My senses abuzz, I longed for a break in the weather so I coul
d inspect the garden. Perhaps I would find nothing, but I could at least walk the length from one end to another and judge whether my theory held plausibility. I glanced back to the rock-strewn ridge with its desolate bench and shredded flowers. And I realized I shouldn’t wait, for should the weather deteriorate before it improved, every blast of rain and wind could potentially destroy any clues the garden might harbor. Even now it might be too late, but I had to try and I mustn’t waste another minute.
Chapter 10
“Thank you for coming with me, Mrs. Wharton.” I spoke loudly to be heard over the rain. Though no longer torrential, a steady shower continued while intermittent gusts had us angling our umbrellas to prevent them from being shoved inside out. In the servants’ porch we had borrowed ill-fitting mackintoshes, buttoning them to our chins and tying the hoods tight around our faces, and we each found a pair of tolerably fitting galoshes.
Sensing an adventure, Patch had begged to come along, but after taking him out to the service courtyard to accomplish his business, I returned him to Mrs. Harris’s watchful eye in the kitchen. He would only ramble about and bring attention to Mrs. Wharton and myself as we went about our task.
“I’m willing to endure a dousing for you, Miss Cross,” she said in response to my thanks, putting emphasis on you.
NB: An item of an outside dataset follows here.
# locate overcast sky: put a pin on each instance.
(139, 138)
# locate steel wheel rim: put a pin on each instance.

I knew she referred to the argument she’d had at breakfast with her husband, concerning the wisdom of attempting to drive home on potentially flooded Ledge Road. Living on Ocean Avenue as I did, I fully understood the dangers of deluged roads and had seen firsthand that what appeared to be a shallow puddle could in fact be a rushing stream waiting to drag an unsuspecting traveler into the thrashing tide. Yet while I had sided with Mrs. Wharton at the time, I had no desire to revisit the awkwardness of the rift between husband and wife.
When I gave no answer she walked ahead of me to open the garden gate. She placed a hand on my arm to still me before I could walk through. “I know you found Teddy’s and my behavior abominable this morning. I apologize for that.”